American depositary receipts of Baidu declined 4.2 percent to $133.89, paring its gain this year to 34 percent. Before yesterday’s decline, the shares traded at 25 times estimated earnings, the most expensive level in more than a year, and compared with a multiple of 15 four months earlier, Bloomberg data show.

Increased competition will force Baidu to seek more expensive acquisition deals to gain market share, reducing its margins, according to Maxim’s He, who has a sell rating on Baidu.
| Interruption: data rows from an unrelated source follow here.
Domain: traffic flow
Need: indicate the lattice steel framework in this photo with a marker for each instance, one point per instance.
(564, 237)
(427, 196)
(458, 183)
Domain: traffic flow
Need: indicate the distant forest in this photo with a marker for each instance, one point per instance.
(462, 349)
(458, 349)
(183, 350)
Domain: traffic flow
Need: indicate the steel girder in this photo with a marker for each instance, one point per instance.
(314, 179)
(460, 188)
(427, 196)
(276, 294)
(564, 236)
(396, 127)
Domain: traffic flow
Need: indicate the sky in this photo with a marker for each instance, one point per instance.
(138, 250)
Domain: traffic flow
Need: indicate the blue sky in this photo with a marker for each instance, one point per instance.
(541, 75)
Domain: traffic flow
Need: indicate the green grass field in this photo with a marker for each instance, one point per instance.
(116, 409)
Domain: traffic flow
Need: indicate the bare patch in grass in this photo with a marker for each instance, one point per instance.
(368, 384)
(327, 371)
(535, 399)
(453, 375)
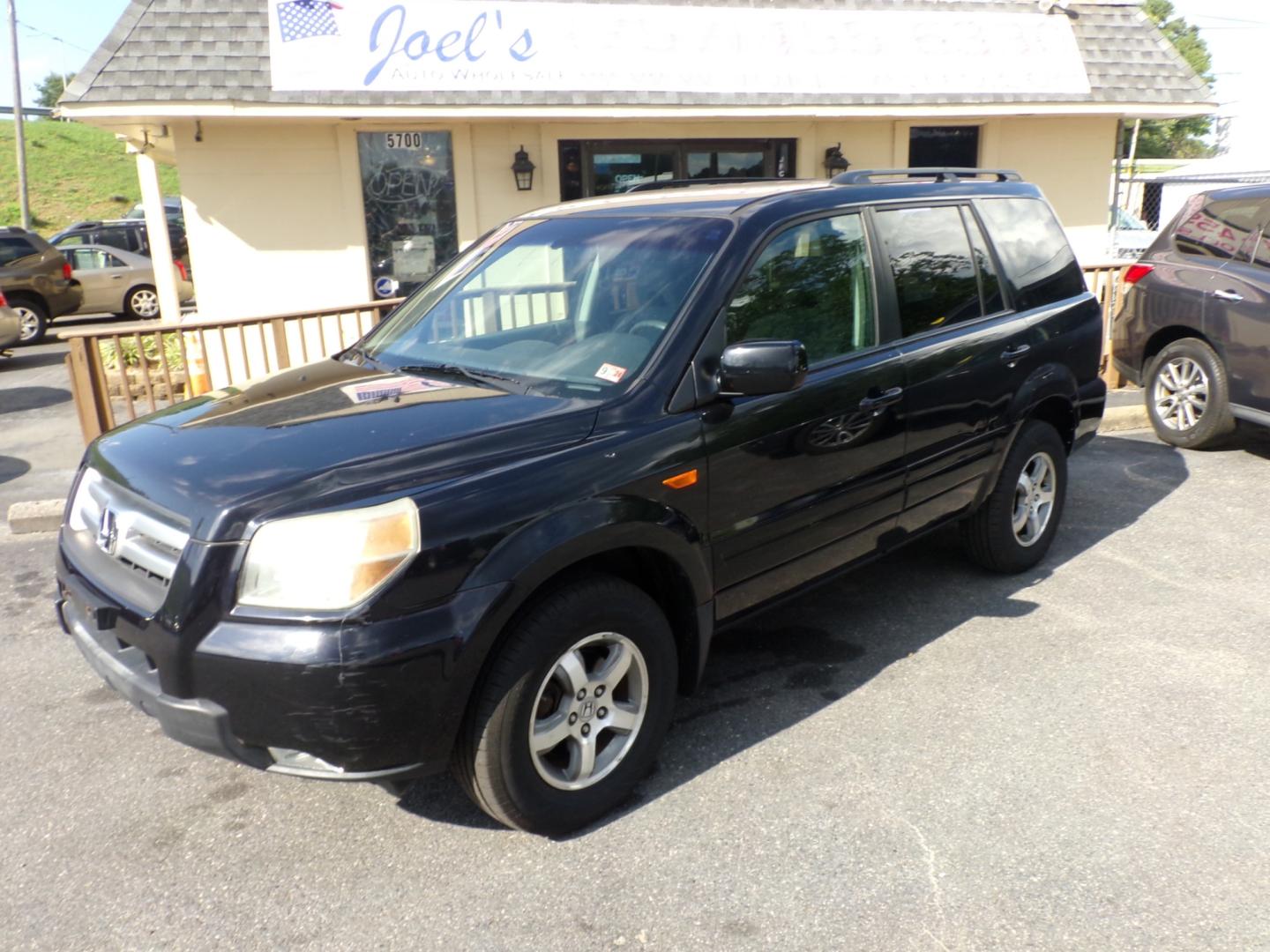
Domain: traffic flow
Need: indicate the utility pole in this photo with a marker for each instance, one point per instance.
(19, 120)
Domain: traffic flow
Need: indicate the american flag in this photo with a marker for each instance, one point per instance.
(302, 19)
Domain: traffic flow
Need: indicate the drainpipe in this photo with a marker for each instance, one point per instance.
(156, 224)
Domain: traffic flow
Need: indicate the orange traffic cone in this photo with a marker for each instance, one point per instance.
(199, 381)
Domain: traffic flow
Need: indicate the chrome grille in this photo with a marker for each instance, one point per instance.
(123, 531)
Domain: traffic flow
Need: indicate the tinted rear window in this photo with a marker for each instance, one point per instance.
(1220, 228)
(1034, 253)
(930, 259)
(13, 249)
(118, 238)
Qihoo, the second most-used search engine in China, is in initial talks to buy Inc.’s Sogou unit to help it compete with Baidu for Internet searches, Chief Financial Officer Alex Xu said July 19.

ADRs of Qihoo slid to $66.02. The shares have increased 122 percent this year, including a 41 percent surge in July alone.

NQ Volatility

Semiconductor Manufacturing, known as SMIC, rose 8.6 percent to $4.03. The ADRs traded about 6 percent above their equivalent shares in Hong Kong, the biggest premium since December 2009. Over 1.2 million shares changed hands, more than 7 times the average daily volume of the past three months. The Shanghai-based company is scheduled to release earnings Aug. 8.

NQ Mobile, a Beijing-based mobile security service provider, surged to a record $17.95 with trading volume more than triple the three-month average. Piper Jaffray & Co., which underwrote NQ’s initial public offering in May 2011, raised its target 41 percent to $24.

One-month at-the-money volatility surged to an all-time high of 131 percent on Aug. 2, before retreating to 130 percent yesterday, Bloomberg data show.

JA Solar Holdings Co., China’s biggest solar-cell maker, rose 4.2 percent to $8.75. The company said it has secured a credit line of 550 million yuan ($90 million) from the Bank of Communications of China.

The Hang Seng China Enterprises Index in Hong Kong slipped

0.1 percent to 9,725.96. The Shanghai Composite Index rose for a fifth day, gaining 1 percent to 2,050.48 after a measure of the service sector rose in July for the first time in four months.